Chattanooga city council tables a plan Tuesday to arrest residents for violating CDC guidelines about “social distancing” during the CV-19 panic that has put the city under so-called emergency orders.
Jerry Mitchell indicates the bill strikes a negative note when the city is getting ready to end the clampdown on business.
By David Tulis / NoogaRadio 92.7 FM
“This ordinance arrived on the agenda with no one from city council’s sponsorship,” Mr. Mitchell says. “Had a meeting with the mayor today, and he told me that he did not ask for this to be put on the agenda — as a matter of fact, he is busy planning reopening o Chattanooga, which, hopefully, if the citizens of Chattanooga keep doing the great job they’ve been doing, that can happen sooner rather than later — hopefully, very, very soon.”
Mr. Mitchell says the concept “didn’t follow the rules to be on our agenda,” and so is not open for review.
Councilwoman Carol Berz says if the bill “is inappropriately on the agenda right now” that the language should be tabled. All the members voted to table it.
The bill would have updated the civil emergency sections of city code. The ordinance says that in a state-defined civil emergency,
[A]ny person violating any provision of the proclamation or orders related to said civil emergency issued by the mayor, or any official hereinbefore authorized to proclaim a civil emergency, may be issued a citation to Chattanooga City Court, where said person may be subject to a fine not to exceed fifty dollars ($50.00), plus court costs, for each violation [emphasis added].
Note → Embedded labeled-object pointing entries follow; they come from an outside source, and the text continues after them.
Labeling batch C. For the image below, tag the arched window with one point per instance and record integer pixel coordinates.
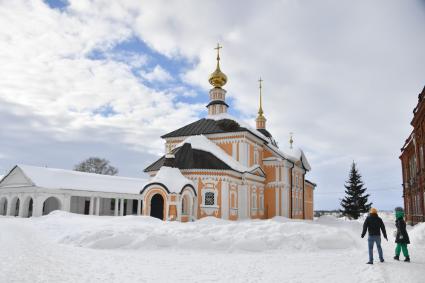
(209, 198)
(185, 205)
(254, 201)
(261, 201)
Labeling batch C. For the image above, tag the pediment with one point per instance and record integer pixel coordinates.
(15, 177)
(258, 171)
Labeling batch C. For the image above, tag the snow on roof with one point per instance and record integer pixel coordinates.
(298, 154)
(52, 178)
(222, 116)
(203, 143)
(291, 154)
(172, 178)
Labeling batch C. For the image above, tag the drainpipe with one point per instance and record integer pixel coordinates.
(290, 192)
(304, 195)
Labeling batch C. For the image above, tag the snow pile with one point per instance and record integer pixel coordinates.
(172, 178)
(140, 232)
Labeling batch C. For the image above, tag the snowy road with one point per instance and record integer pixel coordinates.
(34, 250)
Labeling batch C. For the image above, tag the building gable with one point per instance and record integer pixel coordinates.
(16, 177)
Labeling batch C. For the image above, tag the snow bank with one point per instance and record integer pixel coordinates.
(140, 232)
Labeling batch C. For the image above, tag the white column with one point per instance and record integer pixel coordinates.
(91, 211)
(121, 207)
(139, 207)
(97, 205)
(116, 207)
(225, 200)
(166, 203)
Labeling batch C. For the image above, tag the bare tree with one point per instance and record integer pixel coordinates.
(96, 165)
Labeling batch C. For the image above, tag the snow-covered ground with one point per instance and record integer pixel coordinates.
(64, 247)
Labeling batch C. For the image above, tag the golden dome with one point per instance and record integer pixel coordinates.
(218, 78)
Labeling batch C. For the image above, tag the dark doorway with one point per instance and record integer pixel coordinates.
(157, 206)
(86, 207)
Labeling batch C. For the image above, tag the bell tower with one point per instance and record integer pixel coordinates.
(217, 104)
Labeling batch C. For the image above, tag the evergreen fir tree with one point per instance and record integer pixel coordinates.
(355, 200)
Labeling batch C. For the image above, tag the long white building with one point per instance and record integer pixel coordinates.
(34, 191)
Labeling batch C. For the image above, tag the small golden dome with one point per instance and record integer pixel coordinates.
(218, 78)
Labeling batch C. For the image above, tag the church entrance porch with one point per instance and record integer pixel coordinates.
(157, 206)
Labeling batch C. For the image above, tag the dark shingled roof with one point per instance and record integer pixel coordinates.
(214, 102)
(209, 126)
(267, 134)
(188, 158)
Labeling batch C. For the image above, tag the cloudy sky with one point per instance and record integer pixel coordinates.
(107, 78)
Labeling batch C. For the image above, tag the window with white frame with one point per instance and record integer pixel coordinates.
(209, 195)
(233, 200)
(209, 198)
(256, 154)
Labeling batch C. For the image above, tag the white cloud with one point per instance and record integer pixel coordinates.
(344, 76)
(158, 74)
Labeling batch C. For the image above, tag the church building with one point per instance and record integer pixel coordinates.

The bill makes people liable for obeying “the laws of the state” (clear enough), “regulations” of health officials and “excecutive orders” under the CV-19 or other medical emergency. The ordinance defines duties of police as follows:
The police department shall enforce a strict observance of the laws of the state and the City, any sanitary regulations promulgated by the state board of health or the county director of health, and any executive orders issued by the governor of the state or the mayor of the City relating to the prevention or control of infectious, contagious or malignant diseases.
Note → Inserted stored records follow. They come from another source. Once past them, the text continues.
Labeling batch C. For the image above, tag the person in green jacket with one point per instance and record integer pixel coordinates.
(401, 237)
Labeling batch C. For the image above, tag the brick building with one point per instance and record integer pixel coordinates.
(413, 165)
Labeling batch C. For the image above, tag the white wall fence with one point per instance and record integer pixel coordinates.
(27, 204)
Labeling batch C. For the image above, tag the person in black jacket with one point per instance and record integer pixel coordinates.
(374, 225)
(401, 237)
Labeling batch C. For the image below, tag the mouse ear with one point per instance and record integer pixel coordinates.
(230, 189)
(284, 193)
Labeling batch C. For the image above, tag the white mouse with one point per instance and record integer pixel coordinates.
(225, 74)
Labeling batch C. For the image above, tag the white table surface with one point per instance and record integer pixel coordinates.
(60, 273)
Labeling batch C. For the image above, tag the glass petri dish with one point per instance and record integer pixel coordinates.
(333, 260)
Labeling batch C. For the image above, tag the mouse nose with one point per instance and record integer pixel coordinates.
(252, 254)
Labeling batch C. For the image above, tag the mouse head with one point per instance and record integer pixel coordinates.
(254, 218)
City avoids offending people
City council is accustomed to writing vague and illegal ordinances and standing on legal quicksand — as in its ban on Airbnb in half the city and its violation of key constitutional rights, starting with the right to be free from capricious and arbitrary acts.
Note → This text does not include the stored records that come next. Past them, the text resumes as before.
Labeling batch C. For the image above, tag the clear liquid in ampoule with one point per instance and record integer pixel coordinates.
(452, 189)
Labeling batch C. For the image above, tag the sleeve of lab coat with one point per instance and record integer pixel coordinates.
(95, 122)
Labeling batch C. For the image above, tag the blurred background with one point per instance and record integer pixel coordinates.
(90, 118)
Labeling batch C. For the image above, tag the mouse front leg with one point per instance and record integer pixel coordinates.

Council is also accustomed to ignoring clear black-letter law, such as the Tenn. Code Ann. § Title 55, motor and other vehicles. This law it stands on when it has generally no business to stand on it and enforce it. Title 55 is the tax and regulatory body of law enforced by the Tennessee highway patrol. It pertains to motor carriers and truckers. Very little of it is adopted by the city as ordinance.
In the tabled ordinance, the city would have enforced draconian rules from Gov. Bill Lee and mimickry by Mayor Andy Berke, none of which are statutes properly passed by the general assembly. Orders to “stay at home” are unconstitutionally vague as law, and unenforceable because they deny equal treatment among the people in the state. “Social distancing” guidelines are just that — guidelines. They are not criminally nor civilly enforceable, though practically they have great weight.
They have great weight with added criminalization power because people are generally willing to comply and get along, and to avoid either citation, threat of arrest, or arrest under the ordinance. The ordinance posits a mixed jurisdiction: quasi-civil, quasi-criminal. Under what standard is a trial in city court held — criminal (beyond reasonable doubt) or civil (preponderance of the evidence)?
City courts are largely civil in operation, informal, justice of the peace summary justice venues in which the feeling or goodwill of the judge control, not real rules of law and real law. Such an ordinance might have fed that casual venue of jurisprudence, making light of constitutional liberties of the people.